Des mesures juridiques pour protéger les femmes
Parmi les nombreux faits d’armes de Gratias Kibanja, cette dernière peut aussi se vanter d’avoir coordonné une campagne de plaidoyer pour l’inscription du Protocole de Maputo au Journal Officiel. Adopté en 2003, ce protocole amène les États signataires, membres de l’Union Africaine, à garantir les droits des femmes, leur égalité sociale avec les hommes et la fin des mutilations génitales féminines. En 2006, il a fait l’objet d’une loi autorisant l’adhésion de la RDC à ce protocole. Il aura fallu attendre… 2018 pour qu’elle soit appliquée et inscrite au Journal Officiel. C’est en partie grâce à Gratias Kibanja qui, en 2016, a lancé sa campagne de plaidoyer pour accélérer le processus. Elle se rappelle : “On a mobilisé plus de cinq-cent jeunes pour qu’ils soient ambassadeurs. On voulait intervenir davantage dans les milieux religieux car il y avait eu des mouvements ‘anti-droits’, en partie portés par des femmes de l’Église catholique. Nous avons dû faire face à ces personnes là pour défendre le protocole dans un contexte de guerre où le viol est utilisé comme arme.”

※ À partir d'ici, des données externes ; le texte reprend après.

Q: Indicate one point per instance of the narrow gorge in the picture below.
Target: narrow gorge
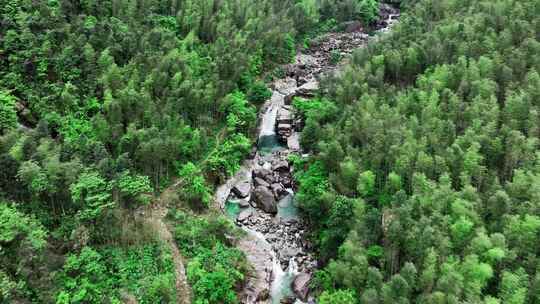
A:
(260, 197)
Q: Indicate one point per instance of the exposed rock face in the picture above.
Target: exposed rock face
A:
(301, 285)
(244, 215)
(263, 174)
(257, 181)
(270, 176)
(242, 189)
(352, 26)
(281, 166)
(279, 191)
(243, 203)
(264, 198)
(308, 90)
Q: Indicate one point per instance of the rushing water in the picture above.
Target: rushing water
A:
(261, 253)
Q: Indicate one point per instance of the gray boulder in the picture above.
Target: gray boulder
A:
(260, 182)
(264, 199)
(284, 116)
(279, 191)
(242, 189)
(281, 166)
(243, 203)
(261, 173)
(352, 26)
(308, 89)
(301, 285)
(289, 98)
(244, 215)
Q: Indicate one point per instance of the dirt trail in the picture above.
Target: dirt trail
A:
(155, 217)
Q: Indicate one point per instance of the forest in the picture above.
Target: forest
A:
(421, 186)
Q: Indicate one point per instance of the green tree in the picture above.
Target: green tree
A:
(338, 297)
(8, 114)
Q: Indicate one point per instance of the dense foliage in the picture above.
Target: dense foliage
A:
(427, 178)
(216, 269)
(104, 104)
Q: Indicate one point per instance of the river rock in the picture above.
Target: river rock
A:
(286, 181)
(243, 203)
(287, 300)
(244, 215)
(352, 26)
(264, 295)
(289, 98)
(288, 253)
(309, 89)
(284, 116)
(261, 173)
(242, 189)
(293, 142)
(301, 285)
(281, 166)
(279, 190)
(261, 182)
(264, 198)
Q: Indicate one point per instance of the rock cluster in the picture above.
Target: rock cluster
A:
(269, 179)
(387, 15)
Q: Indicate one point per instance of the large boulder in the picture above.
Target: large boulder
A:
(265, 200)
(244, 215)
(289, 98)
(301, 285)
(293, 143)
(308, 90)
(279, 190)
(260, 182)
(281, 166)
(352, 26)
(262, 173)
(242, 189)
(243, 203)
(284, 116)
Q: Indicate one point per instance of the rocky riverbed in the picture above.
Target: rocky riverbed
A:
(260, 197)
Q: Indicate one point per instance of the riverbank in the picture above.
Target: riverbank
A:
(260, 197)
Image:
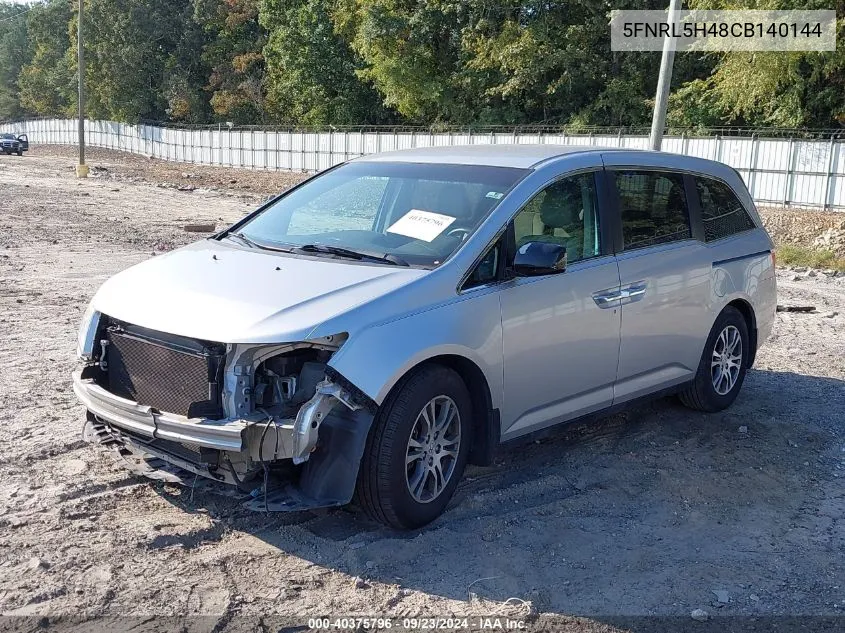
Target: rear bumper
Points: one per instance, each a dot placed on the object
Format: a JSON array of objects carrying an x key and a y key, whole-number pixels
[{"x": 223, "y": 435}]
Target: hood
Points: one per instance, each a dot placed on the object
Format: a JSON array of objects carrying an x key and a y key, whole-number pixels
[{"x": 220, "y": 292}]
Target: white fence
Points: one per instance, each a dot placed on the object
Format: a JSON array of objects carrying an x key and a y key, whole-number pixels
[{"x": 778, "y": 171}]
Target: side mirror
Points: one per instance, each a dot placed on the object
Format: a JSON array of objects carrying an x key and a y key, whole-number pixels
[{"x": 539, "y": 258}]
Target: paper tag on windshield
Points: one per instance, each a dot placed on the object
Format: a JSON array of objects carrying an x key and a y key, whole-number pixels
[{"x": 421, "y": 225}]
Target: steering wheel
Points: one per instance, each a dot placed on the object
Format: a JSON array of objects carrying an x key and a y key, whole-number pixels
[{"x": 461, "y": 231}]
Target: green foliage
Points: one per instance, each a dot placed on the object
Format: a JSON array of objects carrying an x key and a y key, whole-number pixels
[
  {"x": 427, "y": 62},
  {"x": 234, "y": 54},
  {"x": 14, "y": 53},
  {"x": 141, "y": 60},
  {"x": 46, "y": 82}
]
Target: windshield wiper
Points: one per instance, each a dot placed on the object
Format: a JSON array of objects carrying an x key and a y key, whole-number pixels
[
  {"x": 246, "y": 241},
  {"x": 350, "y": 254},
  {"x": 242, "y": 239}
]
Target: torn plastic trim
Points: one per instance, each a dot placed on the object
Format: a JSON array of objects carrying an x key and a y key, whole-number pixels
[
  {"x": 306, "y": 428},
  {"x": 243, "y": 359}
]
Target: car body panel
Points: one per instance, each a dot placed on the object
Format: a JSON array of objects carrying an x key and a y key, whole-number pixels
[
  {"x": 664, "y": 330},
  {"x": 220, "y": 292},
  {"x": 560, "y": 346}
]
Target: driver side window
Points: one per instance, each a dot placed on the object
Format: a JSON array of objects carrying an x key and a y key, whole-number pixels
[{"x": 565, "y": 213}]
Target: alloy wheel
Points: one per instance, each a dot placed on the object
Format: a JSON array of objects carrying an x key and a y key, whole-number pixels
[
  {"x": 727, "y": 360},
  {"x": 433, "y": 449}
]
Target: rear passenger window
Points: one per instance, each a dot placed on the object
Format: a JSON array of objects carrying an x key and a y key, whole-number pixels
[
  {"x": 653, "y": 206},
  {"x": 721, "y": 212}
]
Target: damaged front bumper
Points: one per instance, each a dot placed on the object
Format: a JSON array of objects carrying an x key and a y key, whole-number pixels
[
  {"x": 322, "y": 446},
  {"x": 222, "y": 435}
]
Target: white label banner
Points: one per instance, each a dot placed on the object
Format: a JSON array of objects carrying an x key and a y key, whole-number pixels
[{"x": 745, "y": 30}]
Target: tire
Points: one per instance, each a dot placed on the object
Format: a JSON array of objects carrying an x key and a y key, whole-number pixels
[
  {"x": 702, "y": 394},
  {"x": 384, "y": 487}
]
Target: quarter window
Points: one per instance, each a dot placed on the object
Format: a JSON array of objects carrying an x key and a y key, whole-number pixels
[
  {"x": 566, "y": 213},
  {"x": 721, "y": 212},
  {"x": 653, "y": 207}
]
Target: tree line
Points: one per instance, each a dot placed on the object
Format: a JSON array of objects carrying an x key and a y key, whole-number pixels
[{"x": 382, "y": 62}]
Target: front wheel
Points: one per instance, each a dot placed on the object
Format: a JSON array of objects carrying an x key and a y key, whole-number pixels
[
  {"x": 417, "y": 449},
  {"x": 723, "y": 364}
]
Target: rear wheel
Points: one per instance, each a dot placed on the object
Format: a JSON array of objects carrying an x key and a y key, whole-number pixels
[
  {"x": 723, "y": 364},
  {"x": 417, "y": 449}
]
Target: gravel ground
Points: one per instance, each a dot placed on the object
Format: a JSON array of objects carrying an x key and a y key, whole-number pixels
[{"x": 657, "y": 511}]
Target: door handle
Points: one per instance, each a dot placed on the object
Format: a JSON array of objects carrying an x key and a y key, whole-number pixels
[
  {"x": 607, "y": 298},
  {"x": 634, "y": 292}
]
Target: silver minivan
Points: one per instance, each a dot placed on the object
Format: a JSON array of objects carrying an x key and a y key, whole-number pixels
[{"x": 372, "y": 330}]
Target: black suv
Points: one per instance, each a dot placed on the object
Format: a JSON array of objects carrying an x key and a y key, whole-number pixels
[{"x": 11, "y": 144}]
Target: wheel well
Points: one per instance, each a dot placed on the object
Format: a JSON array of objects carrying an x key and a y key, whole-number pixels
[
  {"x": 485, "y": 422},
  {"x": 751, "y": 321}
]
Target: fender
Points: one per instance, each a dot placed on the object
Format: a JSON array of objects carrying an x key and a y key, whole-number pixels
[{"x": 470, "y": 326}]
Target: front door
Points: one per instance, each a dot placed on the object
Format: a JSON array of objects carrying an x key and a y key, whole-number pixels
[
  {"x": 560, "y": 331},
  {"x": 665, "y": 282}
]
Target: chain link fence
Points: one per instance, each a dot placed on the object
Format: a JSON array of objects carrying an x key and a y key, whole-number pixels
[{"x": 799, "y": 171}]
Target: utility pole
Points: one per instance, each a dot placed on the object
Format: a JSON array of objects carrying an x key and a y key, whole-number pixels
[
  {"x": 81, "y": 168},
  {"x": 661, "y": 99}
]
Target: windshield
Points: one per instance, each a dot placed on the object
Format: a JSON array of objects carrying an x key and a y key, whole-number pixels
[{"x": 410, "y": 212}]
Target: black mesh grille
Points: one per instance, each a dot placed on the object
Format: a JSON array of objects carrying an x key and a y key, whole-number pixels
[{"x": 181, "y": 377}]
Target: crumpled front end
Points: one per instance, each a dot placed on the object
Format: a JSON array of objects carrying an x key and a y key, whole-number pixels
[{"x": 274, "y": 421}]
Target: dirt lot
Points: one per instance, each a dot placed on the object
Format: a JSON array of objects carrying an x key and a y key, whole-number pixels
[{"x": 654, "y": 512}]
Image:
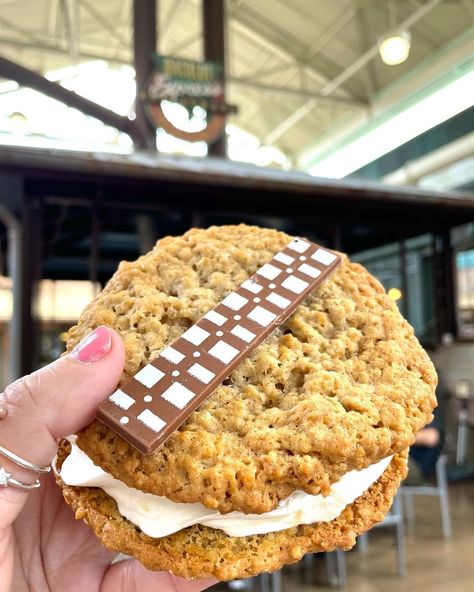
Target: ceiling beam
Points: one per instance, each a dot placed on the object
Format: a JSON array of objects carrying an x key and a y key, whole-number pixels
[
  {"x": 242, "y": 24},
  {"x": 292, "y": 92},
  {"x": 62, "y": 50},
  {"x": 103, "y": 22},
  {"x": 347, "y": 73}
]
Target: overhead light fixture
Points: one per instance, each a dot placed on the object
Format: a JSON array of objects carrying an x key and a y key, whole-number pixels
[{"x": 395, "y": 47}]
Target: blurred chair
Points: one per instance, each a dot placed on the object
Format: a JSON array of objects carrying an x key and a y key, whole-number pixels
[
  {"x": 439, "y": 488},
  {"x": 393, "y": 518},
  {"x": 336, "y": 569}
]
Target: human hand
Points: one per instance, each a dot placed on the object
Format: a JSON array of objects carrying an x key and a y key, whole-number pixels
[{"x": 42, "y": 546}]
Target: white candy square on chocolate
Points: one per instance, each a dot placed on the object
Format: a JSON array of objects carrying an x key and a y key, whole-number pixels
[
  {"x": 149, "y": 376},
  {"x": 195, "y": 335},
  {"x": 151, "y": 420},
  {"x": 309, "y": 270},
  {"x": 223, "y": 351},
  {"x": 298, "y": 245},
  {"x": 178, "y": 395},
  {"x": 278, "y": 300},
  {"x": 215, "y": 318},
  {"x": 269, "y": 271},
  {"x": 323, "y": 257},
  {"x": 122, "y": 400},
  {"x": 234, "y": 301},
  {"x": 243, "y": 333},
  {"x": 201, "y": 373},
  {"x": 294, "y": 284},
  {"x": 284, "y": 258},
  {"x": 262, "y": 316},
  {"x": 252, "y": 286},
  {"x": 172, "y": 355}
]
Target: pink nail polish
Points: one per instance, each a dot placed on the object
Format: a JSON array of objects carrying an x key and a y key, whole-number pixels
[{"x": 94, "y": 346}]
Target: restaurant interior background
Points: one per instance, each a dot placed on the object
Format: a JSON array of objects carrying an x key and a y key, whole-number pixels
[{"x": 350, "y": 122}]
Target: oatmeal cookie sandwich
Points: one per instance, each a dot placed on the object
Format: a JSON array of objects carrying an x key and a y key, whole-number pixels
[{"x": 270, "y": 395}]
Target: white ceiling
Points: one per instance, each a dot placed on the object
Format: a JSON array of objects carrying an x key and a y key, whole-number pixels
[{"x": 297, "y": 69}]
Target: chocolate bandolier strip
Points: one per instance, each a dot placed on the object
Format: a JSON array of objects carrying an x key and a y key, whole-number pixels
[{"x": 161, "y": 396}]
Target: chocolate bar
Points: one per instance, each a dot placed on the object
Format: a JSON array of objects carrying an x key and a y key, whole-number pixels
[{"x": 149, "y": 407}]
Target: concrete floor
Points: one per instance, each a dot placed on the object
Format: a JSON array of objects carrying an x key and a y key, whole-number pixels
[{"x": 434, "y": 564}]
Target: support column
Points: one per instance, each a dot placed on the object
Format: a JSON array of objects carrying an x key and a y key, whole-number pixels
[
  {"x": 213, "y": 19},
  {"x": 30, "y": 266},
  {"x": 403, "y": 277},
  {"x": 144, "y": 46},
  {"x": 14, "y": 249},
  {"x": 444, "y": 269}
]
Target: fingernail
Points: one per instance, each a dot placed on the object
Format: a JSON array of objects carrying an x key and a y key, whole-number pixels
[{"x": 94, "y": 346}]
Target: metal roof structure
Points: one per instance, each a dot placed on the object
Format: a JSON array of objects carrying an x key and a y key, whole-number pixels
[{"x": 297, "y": 69}]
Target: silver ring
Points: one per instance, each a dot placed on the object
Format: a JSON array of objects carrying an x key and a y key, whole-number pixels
[
  {"x": 23, "y": 462},
  {"x": 6, "y": 480}
]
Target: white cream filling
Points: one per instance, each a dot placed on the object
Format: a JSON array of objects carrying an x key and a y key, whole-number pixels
[{"x": 158, "y": 516}]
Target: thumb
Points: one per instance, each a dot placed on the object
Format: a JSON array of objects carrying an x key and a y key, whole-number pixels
[{"x": 59, "y": 399}]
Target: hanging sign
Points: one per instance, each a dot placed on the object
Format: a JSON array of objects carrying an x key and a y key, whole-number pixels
[{"x": 190, "y": 84}]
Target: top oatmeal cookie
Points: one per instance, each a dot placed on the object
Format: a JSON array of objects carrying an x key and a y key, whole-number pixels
[{"x": 339, "y": 385}]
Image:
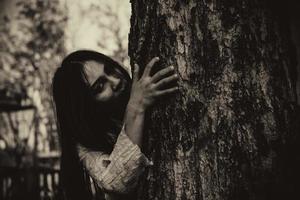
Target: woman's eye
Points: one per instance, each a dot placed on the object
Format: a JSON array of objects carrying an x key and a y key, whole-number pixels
[
  {"x": 109, "y": 70},
  {"x": 98, "y": 86}
]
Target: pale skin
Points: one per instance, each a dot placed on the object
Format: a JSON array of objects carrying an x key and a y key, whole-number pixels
[{"x": 144, "y": 92}]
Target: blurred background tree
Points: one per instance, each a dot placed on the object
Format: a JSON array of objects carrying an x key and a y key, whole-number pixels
[
  {"x": 31, "y": 47},
  {"x": 35, "y": 35}
]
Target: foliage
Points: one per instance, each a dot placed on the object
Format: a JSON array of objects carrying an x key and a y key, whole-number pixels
[{"x": 31, "y": 47}]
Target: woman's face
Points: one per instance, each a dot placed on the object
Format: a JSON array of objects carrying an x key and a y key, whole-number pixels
[{"x": 106, "y": 82}]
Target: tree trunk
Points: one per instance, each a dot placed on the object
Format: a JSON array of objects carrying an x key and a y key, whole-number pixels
[{"x": 225, "y": 135}]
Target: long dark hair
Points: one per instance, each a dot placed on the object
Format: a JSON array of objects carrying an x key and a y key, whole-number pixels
[{"x": 82, "y": 120}]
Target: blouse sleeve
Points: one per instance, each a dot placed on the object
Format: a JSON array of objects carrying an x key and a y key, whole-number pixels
[{"x": 119, "y": 171}]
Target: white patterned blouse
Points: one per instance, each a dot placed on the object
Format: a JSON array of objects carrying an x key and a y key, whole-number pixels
[{"x": 117, "y": 172}]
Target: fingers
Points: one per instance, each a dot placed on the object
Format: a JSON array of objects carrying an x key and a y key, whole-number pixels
[
  {"x": 160, "y": 74},
  {"x": 150, "y": 66},
  {"x": 166, "y": 81},
  {"x": 135, "y": 75},
  {"x": 167, "y": 91}
]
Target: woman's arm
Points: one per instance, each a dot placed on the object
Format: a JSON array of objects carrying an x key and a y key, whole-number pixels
[
  {"x": 119, "y": 171},
  {"x": 144, "y": 92}
]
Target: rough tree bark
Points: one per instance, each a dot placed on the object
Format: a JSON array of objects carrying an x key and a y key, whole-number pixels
[{"x": 225, "y": 135}]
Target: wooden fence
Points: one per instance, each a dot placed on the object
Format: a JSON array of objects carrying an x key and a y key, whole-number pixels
[{"x": 36, "y": 183}]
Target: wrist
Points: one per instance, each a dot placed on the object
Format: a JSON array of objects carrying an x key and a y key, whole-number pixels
[{"x": 134, "y": 107}]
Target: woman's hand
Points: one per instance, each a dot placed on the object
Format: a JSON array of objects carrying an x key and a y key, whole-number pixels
[{"x": 146, "y": 89}]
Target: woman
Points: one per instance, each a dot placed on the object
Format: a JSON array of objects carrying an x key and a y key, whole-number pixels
[{"x": 100, "y": 113}]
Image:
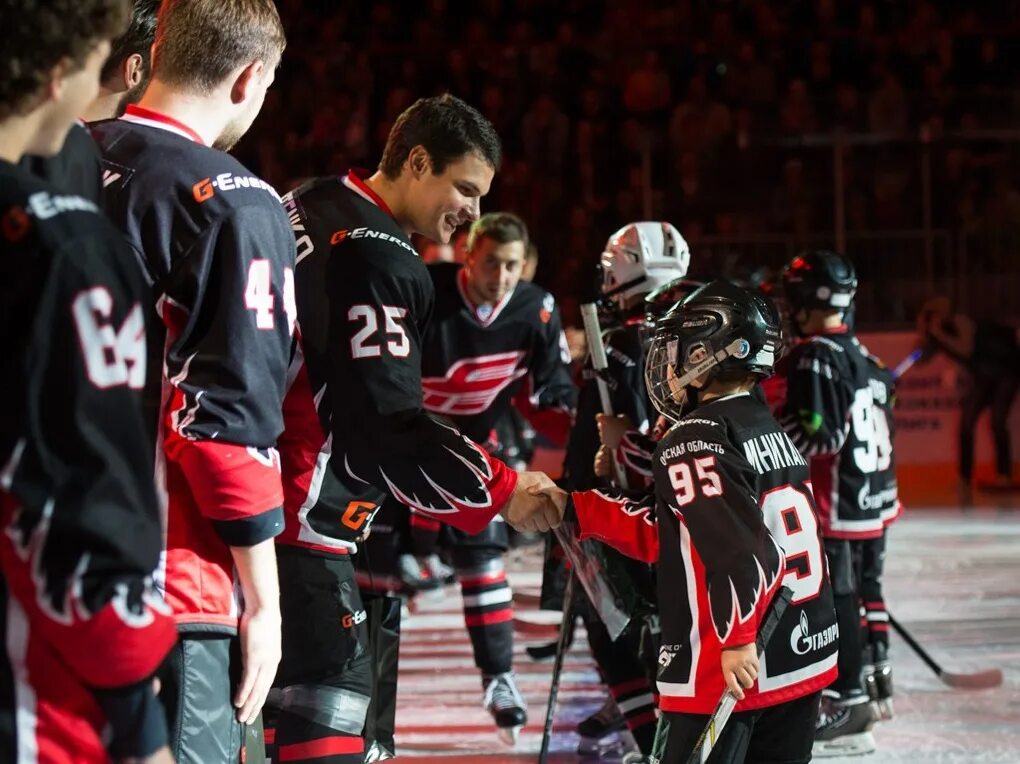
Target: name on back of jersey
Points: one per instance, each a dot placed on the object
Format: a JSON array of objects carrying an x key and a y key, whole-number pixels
[
  {"x": 691, "y": 447},
  {"x": 772, "y": 451}
]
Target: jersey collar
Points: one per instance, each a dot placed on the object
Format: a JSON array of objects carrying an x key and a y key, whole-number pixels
[
  {"x": 355, "y": 181},
  {"x": 483, "y": 314},
  {"x": 152, "y": 118}
]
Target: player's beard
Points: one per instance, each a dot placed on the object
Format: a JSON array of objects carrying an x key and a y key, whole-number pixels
[
  {"x": 132, "y": 96},
  {"x": 236, "y": 130}
]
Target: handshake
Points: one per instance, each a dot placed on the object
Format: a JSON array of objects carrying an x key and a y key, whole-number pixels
[{"x": 537, "y": 504}]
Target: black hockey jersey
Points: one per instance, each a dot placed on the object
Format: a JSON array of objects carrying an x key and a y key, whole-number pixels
[
  {"x": 80, "y": 530},
  {"x": 215, "y": 245},
  {"x": 883, "y": 391},
  {"x": 625, "y": 377},
  {"x": 730, "y": 520},
  {"x": 474, "y": 360},
  {"x": 831, "y": 416},
  {"x": 77, "y": 168},
  {"x": 357, "y": 428}
]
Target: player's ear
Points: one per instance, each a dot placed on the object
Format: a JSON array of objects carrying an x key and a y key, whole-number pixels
[{"x": 246, "y": 81}]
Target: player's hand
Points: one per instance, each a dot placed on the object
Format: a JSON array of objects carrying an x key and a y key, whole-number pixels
[
  {"x": 611, "y": 428},
  {"x": 260, "y": 652},
  {"x": 536, "y": 505},
  {"x": 740, "y": 668},
  {"x": 162, "y": 756}
]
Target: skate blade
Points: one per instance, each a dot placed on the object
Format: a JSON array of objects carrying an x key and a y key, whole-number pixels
[
  {"x": 509, "y": 735},
  {"x": 849, "y": 745},
  {"x": 884, "y": 707}
]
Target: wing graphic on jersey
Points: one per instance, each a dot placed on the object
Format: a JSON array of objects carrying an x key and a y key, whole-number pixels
[
  {"x": 448, "y": 493},
  {"x": 734, "y": 594},
  {"x": 635, "y": 452},
  {"x": 471, "y": 385}
]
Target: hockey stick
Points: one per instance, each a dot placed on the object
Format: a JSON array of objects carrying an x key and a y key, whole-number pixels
[
  {"x": 590, "y": 316},
  {"x": 724, "y": 708},
  {"x": 906, "y": 363},
  {"x": 554, "y": 688},
  {"x": 977, "y": 680}
]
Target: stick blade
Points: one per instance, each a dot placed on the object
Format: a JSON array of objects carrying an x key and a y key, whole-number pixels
[{"x": 978, "y": 680}]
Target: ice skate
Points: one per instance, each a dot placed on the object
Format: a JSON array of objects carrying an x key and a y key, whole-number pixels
[
  {"x": 844, "y": 726},
  {"x": 505, "y": 703}
]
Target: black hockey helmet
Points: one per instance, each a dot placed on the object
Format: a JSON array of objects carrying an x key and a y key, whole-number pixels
[
  {"x": 718, "y": 328},
  {"x": 819, "y": 279},
  {"x": 659, "y": 300}
]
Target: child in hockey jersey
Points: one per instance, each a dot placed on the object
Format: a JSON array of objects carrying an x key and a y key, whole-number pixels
[{"x": 730, "y": 520}]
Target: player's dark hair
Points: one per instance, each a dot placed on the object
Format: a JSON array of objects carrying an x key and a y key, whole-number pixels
[
  {"x": 35, "y": 37},
  {"x": 502, "y": 227},
  {"x": 138, "y": 39},
  {"x": 447, "y": 128},
  {"x": 200, "y": 42}
]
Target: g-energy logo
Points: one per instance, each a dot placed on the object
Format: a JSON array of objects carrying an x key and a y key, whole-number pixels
[
  {"x": 206, "y": 189},
  {"x": 363, "y": 233}
]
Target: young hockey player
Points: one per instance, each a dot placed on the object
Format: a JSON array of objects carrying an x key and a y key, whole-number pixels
[
  {"x": 731, "y": 519},
  {"x": 84, "y": 629},
  {"x": 357, "y": 429},
  {"x": 829, "y": 413},
  {"x": 489, "y": 334},
  {"x": 215, "y": 246},
  {"x": 869, "y": 554}
]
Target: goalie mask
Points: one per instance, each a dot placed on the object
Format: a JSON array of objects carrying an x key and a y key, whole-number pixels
[
  {"x": 819, "y": 279},
  {"x": 719, "y": 328},
  {"x": 640, "y": 258}
]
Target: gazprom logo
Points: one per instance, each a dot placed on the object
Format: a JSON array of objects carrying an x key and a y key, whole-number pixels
[{"x": 803, "y": 642}]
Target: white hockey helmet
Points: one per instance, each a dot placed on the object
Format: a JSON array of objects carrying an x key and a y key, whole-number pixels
[{"x": 641, "y": 257}]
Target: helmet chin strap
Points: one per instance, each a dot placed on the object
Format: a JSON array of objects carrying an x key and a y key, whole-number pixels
[{"x": 713, "y": 360}]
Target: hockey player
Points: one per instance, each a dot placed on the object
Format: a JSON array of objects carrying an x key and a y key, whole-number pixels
[
  {"x": 84, "y": 629},
  {"x": 730, "y": 520},
  {"x": 126, "y": 71},
  {"x": 216, "y": 247},
  {"x": 357, "y": 429},
  {"x": 829, "y": 413},
  {"x": 490, "y": 333},
  {"x": 639, "y": 259}
]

Violences sexuelles en temps de guerre
Malheureusement, la guerre s’est en effet invitée dans les combats de Women in action… Comme le rappelle Gratias Kibanja : dans la région du Nord-Kivu, en proie à de violents conflits armés depuis vingt ans, le viol est utilisé comme une arme de guerre, certaines femmes doivent se prostituer pour se nourrir et les infections sexuellement transmissibles (IST) sont monnaie courante, à l’instar des grossesses non désirées. D’après un article de Médiapart en février, on observe une explosion des cas de violences sexuelles dans les camps de personnes déplacées de l’est du Congo, autour de Goma. “Nous traversons une période qui fait que nous retournons très en arrière par rapport aux avancées significatives que nous avions réalisé en RDC. Les femmes vivent dans des bâches, de petits abris provisoires. Dans cette situation, les femmes et les enfants sont quatre, cinq, voire six fois plus vulnérables que les hommes”, observe-t-elle.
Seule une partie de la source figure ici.